Workshop app — daily work
Invoices
Invoice list, editing, inspection wheel map and photos, printing, and relationship to jobs and quotes.
Invoices bill the customer for completed work. They can be raised from scratch or built from accepted proposal lines, depending on how your workshop uses the workflow.
Typical invoice workflow
- List and filter invoices from the main Invoices page to find open drafts, recent issues, or customer-specific billing history.
- Edit draft invoices until you are ready to finalise the commercial record.
- When an invoice is linked to a job, choose whether to include the wheel map and which job photos appear on the printed or PDF copy. Use invoice preview to check the layout before sending.
- Print or PDF a clean copy for the customer or your internal records.
- Where finance integrations exist, the accounting settings determine how and when information syncs to the downstream ledger, including whether invoices stay as drafts in Xero or QuickBooks until you approve them.
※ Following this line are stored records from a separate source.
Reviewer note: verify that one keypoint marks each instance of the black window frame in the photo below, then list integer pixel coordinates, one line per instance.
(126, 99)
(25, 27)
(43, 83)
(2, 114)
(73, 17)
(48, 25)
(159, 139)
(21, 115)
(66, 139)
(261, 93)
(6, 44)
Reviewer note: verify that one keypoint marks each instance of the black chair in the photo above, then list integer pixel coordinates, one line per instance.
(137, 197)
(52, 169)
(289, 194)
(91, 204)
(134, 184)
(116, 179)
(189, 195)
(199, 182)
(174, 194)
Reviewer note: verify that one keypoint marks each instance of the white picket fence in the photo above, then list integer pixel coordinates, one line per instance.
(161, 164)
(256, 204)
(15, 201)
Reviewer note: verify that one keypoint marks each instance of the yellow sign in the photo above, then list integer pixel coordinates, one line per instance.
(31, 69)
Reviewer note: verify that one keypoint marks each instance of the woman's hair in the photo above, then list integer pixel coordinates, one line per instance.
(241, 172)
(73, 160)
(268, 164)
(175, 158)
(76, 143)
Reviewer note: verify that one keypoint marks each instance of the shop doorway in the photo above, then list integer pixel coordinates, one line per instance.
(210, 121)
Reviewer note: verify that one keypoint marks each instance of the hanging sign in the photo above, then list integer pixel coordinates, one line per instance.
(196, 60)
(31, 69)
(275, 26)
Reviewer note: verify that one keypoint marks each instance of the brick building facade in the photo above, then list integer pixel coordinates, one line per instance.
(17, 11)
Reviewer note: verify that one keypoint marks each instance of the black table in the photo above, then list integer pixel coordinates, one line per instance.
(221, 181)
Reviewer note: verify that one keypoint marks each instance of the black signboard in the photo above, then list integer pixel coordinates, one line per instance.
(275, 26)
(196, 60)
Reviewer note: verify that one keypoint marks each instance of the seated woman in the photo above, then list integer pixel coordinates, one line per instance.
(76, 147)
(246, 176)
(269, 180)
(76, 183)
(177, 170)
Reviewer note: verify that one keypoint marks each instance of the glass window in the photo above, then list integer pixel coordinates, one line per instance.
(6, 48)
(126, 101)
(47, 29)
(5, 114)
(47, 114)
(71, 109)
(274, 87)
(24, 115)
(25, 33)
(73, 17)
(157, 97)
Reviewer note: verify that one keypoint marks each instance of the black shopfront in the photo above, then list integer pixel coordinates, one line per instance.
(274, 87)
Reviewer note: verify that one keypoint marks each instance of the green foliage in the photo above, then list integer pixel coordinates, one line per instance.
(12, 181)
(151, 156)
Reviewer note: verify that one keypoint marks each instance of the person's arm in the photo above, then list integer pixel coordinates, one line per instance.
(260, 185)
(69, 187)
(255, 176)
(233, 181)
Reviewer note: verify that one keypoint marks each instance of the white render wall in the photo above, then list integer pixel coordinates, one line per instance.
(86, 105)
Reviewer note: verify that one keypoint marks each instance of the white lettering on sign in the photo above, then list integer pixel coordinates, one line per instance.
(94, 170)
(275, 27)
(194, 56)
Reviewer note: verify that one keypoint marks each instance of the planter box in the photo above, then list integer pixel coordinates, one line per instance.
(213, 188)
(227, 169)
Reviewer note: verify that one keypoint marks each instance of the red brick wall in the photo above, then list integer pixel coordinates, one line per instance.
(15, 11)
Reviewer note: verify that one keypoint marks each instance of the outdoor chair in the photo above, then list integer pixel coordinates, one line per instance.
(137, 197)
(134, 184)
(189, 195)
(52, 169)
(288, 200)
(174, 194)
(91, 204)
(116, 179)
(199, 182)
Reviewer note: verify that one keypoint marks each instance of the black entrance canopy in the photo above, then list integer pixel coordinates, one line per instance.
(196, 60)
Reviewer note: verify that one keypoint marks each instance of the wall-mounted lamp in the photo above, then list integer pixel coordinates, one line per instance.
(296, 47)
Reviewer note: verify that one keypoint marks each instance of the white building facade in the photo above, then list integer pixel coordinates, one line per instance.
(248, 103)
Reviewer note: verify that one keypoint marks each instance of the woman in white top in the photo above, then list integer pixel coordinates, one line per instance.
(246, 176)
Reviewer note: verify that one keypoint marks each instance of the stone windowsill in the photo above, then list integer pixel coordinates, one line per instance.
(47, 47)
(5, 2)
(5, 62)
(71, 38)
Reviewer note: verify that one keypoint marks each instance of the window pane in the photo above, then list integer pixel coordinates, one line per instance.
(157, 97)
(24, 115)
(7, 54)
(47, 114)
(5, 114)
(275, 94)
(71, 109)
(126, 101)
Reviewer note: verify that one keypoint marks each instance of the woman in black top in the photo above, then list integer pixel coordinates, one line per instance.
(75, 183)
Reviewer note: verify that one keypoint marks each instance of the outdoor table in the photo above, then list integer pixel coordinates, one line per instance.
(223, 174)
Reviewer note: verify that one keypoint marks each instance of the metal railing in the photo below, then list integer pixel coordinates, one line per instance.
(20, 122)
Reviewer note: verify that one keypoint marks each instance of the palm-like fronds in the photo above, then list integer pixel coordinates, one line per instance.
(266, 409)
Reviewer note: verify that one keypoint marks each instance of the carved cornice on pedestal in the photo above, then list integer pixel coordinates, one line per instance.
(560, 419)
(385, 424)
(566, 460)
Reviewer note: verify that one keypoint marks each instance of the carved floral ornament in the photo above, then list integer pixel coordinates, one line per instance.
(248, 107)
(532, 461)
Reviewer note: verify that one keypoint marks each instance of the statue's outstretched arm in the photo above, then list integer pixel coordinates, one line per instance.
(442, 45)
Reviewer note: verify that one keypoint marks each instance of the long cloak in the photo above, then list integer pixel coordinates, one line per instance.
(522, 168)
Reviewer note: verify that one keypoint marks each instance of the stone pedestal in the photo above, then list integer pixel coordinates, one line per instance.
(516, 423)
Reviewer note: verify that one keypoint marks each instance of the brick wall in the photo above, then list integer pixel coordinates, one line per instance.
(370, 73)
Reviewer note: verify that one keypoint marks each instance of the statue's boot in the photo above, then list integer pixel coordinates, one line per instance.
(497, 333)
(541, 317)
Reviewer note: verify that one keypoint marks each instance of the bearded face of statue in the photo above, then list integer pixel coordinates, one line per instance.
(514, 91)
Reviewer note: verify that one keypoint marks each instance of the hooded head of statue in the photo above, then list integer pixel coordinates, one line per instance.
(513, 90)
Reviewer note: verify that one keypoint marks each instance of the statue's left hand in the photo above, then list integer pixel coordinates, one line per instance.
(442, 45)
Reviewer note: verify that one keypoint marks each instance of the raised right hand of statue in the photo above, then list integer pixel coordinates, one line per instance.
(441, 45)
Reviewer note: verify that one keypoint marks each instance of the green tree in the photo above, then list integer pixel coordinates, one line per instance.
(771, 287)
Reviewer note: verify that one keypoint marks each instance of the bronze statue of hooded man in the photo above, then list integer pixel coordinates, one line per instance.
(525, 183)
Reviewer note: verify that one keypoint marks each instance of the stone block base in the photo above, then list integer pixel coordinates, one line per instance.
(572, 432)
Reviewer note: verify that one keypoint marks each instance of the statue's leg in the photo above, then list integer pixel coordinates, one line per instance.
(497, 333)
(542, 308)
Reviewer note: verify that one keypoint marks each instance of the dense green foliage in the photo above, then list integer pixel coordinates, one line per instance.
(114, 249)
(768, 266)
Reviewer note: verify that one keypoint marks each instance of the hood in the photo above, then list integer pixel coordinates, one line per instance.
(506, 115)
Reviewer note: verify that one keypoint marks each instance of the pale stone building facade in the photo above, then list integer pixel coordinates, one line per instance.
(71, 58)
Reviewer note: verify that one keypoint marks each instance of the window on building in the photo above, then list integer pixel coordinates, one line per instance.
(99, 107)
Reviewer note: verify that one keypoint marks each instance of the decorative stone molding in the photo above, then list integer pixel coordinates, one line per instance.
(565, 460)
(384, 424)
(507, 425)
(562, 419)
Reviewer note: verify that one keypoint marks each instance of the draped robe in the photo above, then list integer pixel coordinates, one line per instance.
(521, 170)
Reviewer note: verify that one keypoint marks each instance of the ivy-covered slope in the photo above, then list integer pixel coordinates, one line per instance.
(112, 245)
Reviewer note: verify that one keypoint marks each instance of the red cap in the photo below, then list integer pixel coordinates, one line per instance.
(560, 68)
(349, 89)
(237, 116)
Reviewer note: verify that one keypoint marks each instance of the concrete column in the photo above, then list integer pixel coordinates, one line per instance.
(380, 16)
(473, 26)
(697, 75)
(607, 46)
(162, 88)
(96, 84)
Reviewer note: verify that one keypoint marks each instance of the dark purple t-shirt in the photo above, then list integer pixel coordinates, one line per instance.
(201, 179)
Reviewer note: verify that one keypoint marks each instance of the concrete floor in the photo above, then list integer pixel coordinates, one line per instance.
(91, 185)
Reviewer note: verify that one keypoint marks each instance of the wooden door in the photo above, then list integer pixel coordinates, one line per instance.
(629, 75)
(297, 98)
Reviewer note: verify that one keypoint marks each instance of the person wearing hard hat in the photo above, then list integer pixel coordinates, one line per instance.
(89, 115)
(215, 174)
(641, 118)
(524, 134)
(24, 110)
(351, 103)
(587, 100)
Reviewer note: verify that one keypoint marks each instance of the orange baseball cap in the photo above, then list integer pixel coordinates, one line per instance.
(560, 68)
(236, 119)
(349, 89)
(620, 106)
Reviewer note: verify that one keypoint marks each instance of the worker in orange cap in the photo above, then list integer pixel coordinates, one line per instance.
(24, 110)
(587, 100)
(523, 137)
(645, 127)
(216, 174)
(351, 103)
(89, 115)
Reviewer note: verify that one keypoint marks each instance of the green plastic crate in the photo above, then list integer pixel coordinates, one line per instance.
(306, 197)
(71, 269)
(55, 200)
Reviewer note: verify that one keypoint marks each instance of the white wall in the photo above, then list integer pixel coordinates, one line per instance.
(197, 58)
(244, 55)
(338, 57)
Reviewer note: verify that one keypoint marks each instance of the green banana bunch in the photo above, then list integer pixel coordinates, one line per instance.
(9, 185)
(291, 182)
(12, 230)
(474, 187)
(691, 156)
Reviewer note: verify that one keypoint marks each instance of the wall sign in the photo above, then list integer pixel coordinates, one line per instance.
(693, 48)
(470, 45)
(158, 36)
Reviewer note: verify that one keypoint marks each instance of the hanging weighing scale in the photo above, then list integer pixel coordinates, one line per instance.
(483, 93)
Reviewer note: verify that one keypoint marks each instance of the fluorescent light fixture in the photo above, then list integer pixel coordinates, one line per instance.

Inspection evidence on invoices
Invoices raised from job work can carry inspection evidence to the customer document — not just line items. On the invoice edit screen you can tick Include wheel map on invoice and pick individual photos from the job. The wheel map uses the same colour bands and whole-number tread depths as in-app wheel maps. Preview before printing so you know exactly what the customer will receive.
Tyre disposal and stewardship fees
When tyres are removed and billed, disposal details can flow into the Tyre disposals report. New Zealand workshops may also use regulated Tyrewise stewardship pass-through fees configured in Finance settings — those fees can be added automatically to new quotes and invoices when enabled.
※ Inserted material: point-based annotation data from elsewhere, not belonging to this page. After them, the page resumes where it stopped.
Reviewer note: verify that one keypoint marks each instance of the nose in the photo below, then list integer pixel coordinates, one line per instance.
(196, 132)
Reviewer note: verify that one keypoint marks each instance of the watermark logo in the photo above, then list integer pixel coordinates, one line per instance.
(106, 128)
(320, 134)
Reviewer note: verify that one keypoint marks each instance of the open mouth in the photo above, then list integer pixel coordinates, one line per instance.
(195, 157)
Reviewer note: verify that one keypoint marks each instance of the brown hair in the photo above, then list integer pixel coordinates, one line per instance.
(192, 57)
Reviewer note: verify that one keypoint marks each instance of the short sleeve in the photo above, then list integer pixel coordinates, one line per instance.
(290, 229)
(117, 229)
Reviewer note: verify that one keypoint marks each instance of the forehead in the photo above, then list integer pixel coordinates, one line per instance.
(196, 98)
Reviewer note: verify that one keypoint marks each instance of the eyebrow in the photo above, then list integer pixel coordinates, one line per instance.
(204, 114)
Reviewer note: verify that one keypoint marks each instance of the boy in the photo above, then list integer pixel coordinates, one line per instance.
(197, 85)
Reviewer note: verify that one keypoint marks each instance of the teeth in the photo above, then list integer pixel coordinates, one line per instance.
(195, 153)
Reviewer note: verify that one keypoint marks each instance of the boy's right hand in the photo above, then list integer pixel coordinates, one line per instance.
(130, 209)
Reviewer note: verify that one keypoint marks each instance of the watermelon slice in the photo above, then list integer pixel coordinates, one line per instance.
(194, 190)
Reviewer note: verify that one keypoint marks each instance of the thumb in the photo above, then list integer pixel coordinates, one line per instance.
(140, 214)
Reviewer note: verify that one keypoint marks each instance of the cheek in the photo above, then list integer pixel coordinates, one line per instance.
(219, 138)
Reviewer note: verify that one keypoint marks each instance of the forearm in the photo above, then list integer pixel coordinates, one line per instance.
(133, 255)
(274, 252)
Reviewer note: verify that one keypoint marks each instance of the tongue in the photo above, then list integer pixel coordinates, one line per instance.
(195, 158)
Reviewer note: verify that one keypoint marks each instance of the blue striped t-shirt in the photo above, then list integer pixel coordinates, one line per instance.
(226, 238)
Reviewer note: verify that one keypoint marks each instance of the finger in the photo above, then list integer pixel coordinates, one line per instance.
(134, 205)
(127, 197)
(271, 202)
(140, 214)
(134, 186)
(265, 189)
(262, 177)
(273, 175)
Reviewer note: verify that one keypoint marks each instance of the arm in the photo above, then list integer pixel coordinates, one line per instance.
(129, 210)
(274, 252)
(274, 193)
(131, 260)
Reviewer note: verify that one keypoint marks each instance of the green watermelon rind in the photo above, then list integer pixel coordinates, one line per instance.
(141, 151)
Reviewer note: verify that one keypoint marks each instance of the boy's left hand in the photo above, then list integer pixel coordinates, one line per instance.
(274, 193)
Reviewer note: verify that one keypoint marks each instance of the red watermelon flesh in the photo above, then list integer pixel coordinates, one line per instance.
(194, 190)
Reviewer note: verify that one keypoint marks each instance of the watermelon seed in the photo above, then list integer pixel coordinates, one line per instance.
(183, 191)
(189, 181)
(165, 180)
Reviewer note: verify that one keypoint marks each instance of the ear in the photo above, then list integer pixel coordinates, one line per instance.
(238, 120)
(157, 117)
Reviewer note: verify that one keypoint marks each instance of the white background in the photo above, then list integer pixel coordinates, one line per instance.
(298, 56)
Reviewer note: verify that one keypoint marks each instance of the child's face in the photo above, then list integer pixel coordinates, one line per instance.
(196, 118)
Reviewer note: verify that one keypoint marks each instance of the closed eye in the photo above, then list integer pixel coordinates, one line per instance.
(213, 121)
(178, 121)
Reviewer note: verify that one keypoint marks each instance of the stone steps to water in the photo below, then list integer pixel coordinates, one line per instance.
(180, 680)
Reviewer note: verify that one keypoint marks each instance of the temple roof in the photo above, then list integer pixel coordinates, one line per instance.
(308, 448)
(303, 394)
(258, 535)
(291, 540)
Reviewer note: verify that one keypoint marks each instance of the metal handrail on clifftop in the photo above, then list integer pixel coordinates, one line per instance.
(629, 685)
Parts-only and vehicle-less invoices
Invoices do not always need a vehicle. Counter sales, bulk tyre supply, and similar work can bill a customer with no asset attached. The document still shows customer context clearly rather than leaving blank vehicle blocks.
Creation history
Many invoices show a small Created … by … line beneath the heading — for example when an invoice was raised from an approved proposal, generated from counter sales, or created manually from a customer record. Follow the link when present to see the source record.
Voiding and re-invoicing
- Void invoice cancels a mistaken or superseded invoice. It moves to the Void tab and stays on the record.
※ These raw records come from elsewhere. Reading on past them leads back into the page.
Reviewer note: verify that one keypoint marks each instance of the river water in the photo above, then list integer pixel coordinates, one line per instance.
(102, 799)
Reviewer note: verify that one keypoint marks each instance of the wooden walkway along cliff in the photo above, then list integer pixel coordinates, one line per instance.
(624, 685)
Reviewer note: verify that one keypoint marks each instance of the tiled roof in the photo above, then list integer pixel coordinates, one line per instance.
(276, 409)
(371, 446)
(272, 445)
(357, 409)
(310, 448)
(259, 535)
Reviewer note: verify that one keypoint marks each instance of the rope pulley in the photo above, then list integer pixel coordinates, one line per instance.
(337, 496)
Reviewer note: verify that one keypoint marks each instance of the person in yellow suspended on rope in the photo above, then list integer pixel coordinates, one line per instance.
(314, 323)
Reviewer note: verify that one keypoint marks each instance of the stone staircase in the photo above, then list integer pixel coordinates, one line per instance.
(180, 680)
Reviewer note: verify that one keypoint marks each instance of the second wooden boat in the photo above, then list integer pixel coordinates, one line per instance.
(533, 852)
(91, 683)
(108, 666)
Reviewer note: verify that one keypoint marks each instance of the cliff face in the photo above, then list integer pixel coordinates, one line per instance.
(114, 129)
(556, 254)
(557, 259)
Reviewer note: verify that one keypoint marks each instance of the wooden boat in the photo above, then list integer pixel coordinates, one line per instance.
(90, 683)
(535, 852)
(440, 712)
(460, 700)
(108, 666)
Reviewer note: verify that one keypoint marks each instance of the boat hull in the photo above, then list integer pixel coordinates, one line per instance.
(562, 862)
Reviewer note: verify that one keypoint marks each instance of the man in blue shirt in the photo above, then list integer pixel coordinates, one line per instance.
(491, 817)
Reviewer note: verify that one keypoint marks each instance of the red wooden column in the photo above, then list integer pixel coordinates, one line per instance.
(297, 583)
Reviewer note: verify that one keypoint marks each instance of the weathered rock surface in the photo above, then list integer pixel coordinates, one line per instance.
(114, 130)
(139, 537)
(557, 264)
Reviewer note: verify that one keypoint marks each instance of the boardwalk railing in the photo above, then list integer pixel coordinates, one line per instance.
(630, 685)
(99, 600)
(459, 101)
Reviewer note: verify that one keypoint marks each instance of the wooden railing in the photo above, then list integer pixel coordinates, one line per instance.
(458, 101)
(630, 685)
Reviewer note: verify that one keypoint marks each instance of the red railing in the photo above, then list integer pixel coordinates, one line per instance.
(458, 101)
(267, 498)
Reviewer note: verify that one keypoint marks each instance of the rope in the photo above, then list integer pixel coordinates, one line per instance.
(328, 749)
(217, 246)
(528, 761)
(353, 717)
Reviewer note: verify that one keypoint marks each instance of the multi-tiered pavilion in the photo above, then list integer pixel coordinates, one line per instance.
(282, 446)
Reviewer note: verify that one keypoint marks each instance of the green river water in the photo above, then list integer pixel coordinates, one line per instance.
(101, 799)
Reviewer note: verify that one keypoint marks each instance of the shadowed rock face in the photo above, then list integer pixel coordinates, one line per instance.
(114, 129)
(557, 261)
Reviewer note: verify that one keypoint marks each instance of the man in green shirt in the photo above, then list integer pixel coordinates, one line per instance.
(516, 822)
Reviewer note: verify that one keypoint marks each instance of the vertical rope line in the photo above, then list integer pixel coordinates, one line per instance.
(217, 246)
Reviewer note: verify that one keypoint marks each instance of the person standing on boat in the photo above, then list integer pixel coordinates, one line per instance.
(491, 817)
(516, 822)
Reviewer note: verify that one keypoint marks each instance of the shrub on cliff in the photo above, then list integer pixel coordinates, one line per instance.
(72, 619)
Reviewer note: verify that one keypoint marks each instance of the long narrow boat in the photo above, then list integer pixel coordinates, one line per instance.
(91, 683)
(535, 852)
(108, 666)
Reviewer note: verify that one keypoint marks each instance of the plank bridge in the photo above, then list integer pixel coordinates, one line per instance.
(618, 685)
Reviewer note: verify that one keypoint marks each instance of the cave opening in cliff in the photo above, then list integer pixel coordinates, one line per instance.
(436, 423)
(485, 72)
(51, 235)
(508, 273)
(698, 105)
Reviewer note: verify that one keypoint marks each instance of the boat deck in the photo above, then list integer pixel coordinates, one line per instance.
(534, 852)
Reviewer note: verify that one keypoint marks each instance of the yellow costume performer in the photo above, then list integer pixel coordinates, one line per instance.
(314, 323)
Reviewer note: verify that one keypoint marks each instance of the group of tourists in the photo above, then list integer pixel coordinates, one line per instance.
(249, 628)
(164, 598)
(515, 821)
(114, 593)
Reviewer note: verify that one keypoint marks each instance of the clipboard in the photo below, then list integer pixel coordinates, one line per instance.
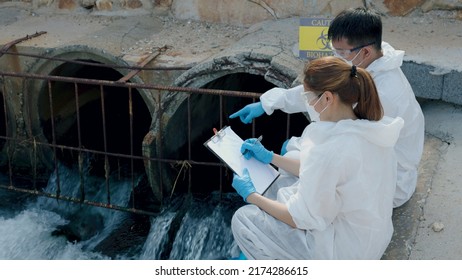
(226, 145)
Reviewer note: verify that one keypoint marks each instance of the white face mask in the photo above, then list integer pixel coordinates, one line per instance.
(315, 116)
(350, 62)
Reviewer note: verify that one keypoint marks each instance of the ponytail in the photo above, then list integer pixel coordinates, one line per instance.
(352, 84)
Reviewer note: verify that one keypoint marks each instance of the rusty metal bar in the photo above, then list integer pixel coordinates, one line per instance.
(106, 161)
(73, 199)
(141, 65)
(136, 85)
(102, 84)
(12, 43)
(130, 114)
(55, 159)
(5, 109)
(159, 117)
(96, 64)
(79, 139)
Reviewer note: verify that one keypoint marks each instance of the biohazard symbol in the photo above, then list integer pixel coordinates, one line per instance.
(323, 42)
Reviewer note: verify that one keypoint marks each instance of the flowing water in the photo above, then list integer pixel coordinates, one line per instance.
(36, 227)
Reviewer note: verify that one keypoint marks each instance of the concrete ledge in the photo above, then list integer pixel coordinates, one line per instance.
(406, 219)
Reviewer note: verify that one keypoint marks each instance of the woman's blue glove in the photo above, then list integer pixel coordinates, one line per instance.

- If Xero or QuickBooks is connected and the invoice was synced, Void also voids or deletes the matching invoice there. Paid invoices must be credited in accounting first.
- Voiding an issued invoice can return the linked job to Awaiting review. Use Re-invoice to copy the lines into a new draft — tyre fitment, vehicle records, and stock are not reversed automatically.
Why invoice discipline matters
Invoices do more than collect money. In many workshops they are also the final confirmation that a piece of work moved from recommendation to completion. When invoices are delayed or left half-finished, job queues and dashboard counts can stay artificially open.
What to check before finalising
- Make sure the bill matches what the customer approved, especially if a quote or estimate existed first.
- Confirm the right customer, site, and vehicle context where those details are part of your invoicing process.
- Check tax, totals, and document wording before sending or exporting the invoice.
Closing some jobs through invoicing also updates job status so your dashboard stays honest about what is still open and what is truly complete.